Systemwide comparable sales grew 15.7%, and overall revenues on a constant currency basis were up 19.8%. All four of Arcos Dorados’ operating segments experienced revenue increases in the quarter, including 24.4% YOY growth from its most important market in Brazil. Its biggest success on a same-store sales basis was its Southern Latin American division, which saw a 31.7% increase, while the biggest disappointment was its Caribbean operations, declining by 1.9% because of a difficult economic climate in the region.
However, the Caribbean accounts for less than 10% of overall revenues and 2.6% of adjusted EBITDA, so it’s not a big deal. Brazil, on the other hand, managed to increase adjusted EBITDA in the first three quarters by $45 million, or 27.4% YOY. Brazil is now and will continue to be its driver of growth.
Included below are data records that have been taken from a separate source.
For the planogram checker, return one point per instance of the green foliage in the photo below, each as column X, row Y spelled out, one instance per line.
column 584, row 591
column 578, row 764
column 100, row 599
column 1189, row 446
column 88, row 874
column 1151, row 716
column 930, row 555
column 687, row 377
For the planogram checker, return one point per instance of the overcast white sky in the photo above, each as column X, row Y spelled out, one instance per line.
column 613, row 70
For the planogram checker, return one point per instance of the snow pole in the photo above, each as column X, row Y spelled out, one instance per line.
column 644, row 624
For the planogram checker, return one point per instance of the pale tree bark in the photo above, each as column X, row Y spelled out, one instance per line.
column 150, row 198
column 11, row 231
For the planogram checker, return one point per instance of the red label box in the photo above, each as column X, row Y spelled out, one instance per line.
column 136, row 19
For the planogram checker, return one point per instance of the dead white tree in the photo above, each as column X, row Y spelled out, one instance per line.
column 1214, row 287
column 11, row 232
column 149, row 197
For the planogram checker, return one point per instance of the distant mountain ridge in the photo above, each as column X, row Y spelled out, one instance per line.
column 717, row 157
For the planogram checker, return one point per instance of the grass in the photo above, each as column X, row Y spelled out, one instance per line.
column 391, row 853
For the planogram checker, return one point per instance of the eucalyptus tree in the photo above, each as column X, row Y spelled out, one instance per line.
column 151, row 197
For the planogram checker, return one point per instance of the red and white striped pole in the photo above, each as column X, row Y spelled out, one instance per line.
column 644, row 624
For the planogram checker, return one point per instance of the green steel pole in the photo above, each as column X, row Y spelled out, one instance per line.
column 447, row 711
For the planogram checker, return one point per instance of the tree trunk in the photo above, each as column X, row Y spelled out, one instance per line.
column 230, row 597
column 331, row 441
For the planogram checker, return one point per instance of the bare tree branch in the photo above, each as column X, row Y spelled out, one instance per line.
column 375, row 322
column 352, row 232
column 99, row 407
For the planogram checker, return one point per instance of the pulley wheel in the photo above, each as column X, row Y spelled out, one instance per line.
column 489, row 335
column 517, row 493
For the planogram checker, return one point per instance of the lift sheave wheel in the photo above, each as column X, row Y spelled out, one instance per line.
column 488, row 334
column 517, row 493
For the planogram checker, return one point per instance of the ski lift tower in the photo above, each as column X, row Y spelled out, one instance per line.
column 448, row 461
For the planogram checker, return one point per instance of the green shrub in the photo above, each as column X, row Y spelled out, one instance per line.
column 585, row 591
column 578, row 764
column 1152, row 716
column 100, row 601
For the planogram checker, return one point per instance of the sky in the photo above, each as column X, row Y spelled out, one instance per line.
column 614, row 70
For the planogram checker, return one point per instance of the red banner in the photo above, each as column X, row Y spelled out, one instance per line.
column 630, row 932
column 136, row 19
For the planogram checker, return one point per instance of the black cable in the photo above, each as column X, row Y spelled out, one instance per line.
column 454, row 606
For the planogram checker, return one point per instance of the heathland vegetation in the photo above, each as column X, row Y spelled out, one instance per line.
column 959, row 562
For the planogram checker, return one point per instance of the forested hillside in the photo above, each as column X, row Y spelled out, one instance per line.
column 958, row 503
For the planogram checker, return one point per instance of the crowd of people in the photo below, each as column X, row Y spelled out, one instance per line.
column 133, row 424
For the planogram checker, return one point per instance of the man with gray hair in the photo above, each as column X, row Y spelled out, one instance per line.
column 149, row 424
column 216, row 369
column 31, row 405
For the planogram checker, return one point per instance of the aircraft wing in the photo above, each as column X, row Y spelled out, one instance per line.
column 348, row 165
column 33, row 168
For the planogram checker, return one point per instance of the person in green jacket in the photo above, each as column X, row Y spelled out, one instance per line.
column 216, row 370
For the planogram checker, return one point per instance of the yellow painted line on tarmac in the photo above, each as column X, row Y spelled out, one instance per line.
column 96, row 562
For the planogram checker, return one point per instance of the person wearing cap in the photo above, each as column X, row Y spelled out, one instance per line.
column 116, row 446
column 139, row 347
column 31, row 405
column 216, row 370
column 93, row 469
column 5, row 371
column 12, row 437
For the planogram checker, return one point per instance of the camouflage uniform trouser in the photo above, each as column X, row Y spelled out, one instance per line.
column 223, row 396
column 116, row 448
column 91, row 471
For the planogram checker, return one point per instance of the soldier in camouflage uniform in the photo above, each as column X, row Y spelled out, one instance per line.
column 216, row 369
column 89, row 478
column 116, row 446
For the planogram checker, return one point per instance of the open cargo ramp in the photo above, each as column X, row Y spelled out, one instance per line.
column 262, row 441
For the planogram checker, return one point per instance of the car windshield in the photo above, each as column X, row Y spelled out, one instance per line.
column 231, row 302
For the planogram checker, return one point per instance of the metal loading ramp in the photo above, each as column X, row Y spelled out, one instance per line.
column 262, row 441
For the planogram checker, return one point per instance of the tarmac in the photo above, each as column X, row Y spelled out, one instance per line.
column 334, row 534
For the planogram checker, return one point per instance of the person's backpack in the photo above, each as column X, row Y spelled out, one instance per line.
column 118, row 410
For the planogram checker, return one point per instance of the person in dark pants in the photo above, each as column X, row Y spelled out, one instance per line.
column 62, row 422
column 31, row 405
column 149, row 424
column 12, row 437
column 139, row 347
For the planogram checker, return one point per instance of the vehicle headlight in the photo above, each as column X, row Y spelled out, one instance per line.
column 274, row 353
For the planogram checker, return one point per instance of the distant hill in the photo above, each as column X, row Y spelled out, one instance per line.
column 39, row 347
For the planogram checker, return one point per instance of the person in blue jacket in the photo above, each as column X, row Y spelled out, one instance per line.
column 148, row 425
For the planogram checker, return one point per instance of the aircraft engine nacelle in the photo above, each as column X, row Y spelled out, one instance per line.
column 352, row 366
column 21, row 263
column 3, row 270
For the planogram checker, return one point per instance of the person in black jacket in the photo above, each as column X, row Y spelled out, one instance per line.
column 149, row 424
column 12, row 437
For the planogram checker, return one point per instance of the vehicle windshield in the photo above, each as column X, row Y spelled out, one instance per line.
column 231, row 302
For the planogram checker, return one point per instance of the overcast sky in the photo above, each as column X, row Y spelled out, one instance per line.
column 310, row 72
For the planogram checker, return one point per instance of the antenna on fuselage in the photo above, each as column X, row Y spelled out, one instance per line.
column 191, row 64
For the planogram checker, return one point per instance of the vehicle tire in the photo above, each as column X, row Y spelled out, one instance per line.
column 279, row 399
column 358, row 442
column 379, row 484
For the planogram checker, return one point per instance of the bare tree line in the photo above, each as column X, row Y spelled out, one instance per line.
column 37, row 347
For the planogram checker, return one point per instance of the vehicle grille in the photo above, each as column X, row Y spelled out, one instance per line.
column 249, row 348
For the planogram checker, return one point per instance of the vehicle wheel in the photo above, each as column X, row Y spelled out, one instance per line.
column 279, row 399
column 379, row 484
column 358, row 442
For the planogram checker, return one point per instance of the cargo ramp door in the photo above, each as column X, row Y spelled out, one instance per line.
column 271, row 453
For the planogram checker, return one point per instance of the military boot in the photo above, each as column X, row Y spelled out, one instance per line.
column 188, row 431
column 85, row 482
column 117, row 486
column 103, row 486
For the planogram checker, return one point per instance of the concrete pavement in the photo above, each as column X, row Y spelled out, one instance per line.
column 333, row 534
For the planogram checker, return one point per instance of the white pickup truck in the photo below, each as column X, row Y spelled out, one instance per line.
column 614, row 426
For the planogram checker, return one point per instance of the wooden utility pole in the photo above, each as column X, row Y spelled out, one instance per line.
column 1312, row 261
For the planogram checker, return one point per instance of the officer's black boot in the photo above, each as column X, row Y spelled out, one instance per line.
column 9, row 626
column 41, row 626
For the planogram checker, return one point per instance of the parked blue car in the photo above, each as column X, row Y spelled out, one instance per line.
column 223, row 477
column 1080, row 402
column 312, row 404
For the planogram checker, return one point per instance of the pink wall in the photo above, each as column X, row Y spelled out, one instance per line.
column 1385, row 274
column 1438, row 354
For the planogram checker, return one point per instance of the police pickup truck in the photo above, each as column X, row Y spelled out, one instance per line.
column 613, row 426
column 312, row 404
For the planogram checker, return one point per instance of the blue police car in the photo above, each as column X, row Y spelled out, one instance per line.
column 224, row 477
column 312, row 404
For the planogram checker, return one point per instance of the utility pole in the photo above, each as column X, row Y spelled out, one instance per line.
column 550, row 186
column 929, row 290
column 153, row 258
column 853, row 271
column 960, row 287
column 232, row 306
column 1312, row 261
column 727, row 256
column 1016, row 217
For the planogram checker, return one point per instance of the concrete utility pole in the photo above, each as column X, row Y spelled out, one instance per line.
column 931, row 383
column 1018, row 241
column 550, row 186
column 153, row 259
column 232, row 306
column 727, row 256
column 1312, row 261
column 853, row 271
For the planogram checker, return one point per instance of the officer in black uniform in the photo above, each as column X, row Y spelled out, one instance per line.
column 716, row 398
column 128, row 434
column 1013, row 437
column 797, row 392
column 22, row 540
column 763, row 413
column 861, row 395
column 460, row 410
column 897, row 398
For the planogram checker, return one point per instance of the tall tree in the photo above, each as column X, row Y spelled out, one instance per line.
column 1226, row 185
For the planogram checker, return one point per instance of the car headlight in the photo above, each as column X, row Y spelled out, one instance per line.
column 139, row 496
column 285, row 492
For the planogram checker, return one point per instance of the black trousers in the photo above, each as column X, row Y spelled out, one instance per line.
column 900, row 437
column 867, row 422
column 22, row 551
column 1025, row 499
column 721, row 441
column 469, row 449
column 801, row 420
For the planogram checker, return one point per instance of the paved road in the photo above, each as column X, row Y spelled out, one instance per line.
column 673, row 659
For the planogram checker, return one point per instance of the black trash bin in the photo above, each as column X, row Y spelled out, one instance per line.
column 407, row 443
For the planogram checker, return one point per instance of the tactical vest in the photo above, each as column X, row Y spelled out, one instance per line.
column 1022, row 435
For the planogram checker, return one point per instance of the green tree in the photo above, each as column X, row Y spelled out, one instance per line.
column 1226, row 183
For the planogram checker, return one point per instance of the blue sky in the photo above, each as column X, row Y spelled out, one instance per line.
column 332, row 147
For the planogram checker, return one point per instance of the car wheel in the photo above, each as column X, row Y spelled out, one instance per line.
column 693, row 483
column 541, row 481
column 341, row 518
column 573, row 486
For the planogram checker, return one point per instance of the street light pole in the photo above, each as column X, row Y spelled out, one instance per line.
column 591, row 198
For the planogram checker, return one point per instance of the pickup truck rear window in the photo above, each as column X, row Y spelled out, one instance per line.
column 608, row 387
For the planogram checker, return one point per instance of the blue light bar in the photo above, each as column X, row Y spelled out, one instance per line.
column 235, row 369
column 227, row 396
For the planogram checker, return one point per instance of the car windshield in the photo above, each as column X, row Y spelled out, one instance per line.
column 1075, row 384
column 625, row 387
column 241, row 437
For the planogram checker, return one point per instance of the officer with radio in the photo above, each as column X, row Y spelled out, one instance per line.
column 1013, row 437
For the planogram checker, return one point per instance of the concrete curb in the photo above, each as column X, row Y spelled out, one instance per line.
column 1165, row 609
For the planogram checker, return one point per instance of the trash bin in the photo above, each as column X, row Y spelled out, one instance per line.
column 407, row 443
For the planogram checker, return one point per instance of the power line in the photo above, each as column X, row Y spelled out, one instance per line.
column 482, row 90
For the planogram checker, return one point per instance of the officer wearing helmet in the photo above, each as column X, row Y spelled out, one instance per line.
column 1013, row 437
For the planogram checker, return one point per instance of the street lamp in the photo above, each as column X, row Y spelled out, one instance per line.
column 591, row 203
Arcos Dorados expects 2011 full-year earnings of $125 million, or $0.58 a share. Analysts expect ARCO to grow earnings 21% each year for the next five. If so, the company’s earnings by the end of 2016 would be $1.50 per share. That’s a forward P/E of 14.9 times with a growth rate that’s 50% higher.
Something’s got to give, and I believe it’s the share price. If everything unfolds as planned, Arcos Dorado’s earnings will grow twice as fast as McDonald’s itself. That has to be worth more than $22 per share.
As of this writing, Will Ashworth did not hold a position in any of the aforementioned stocks.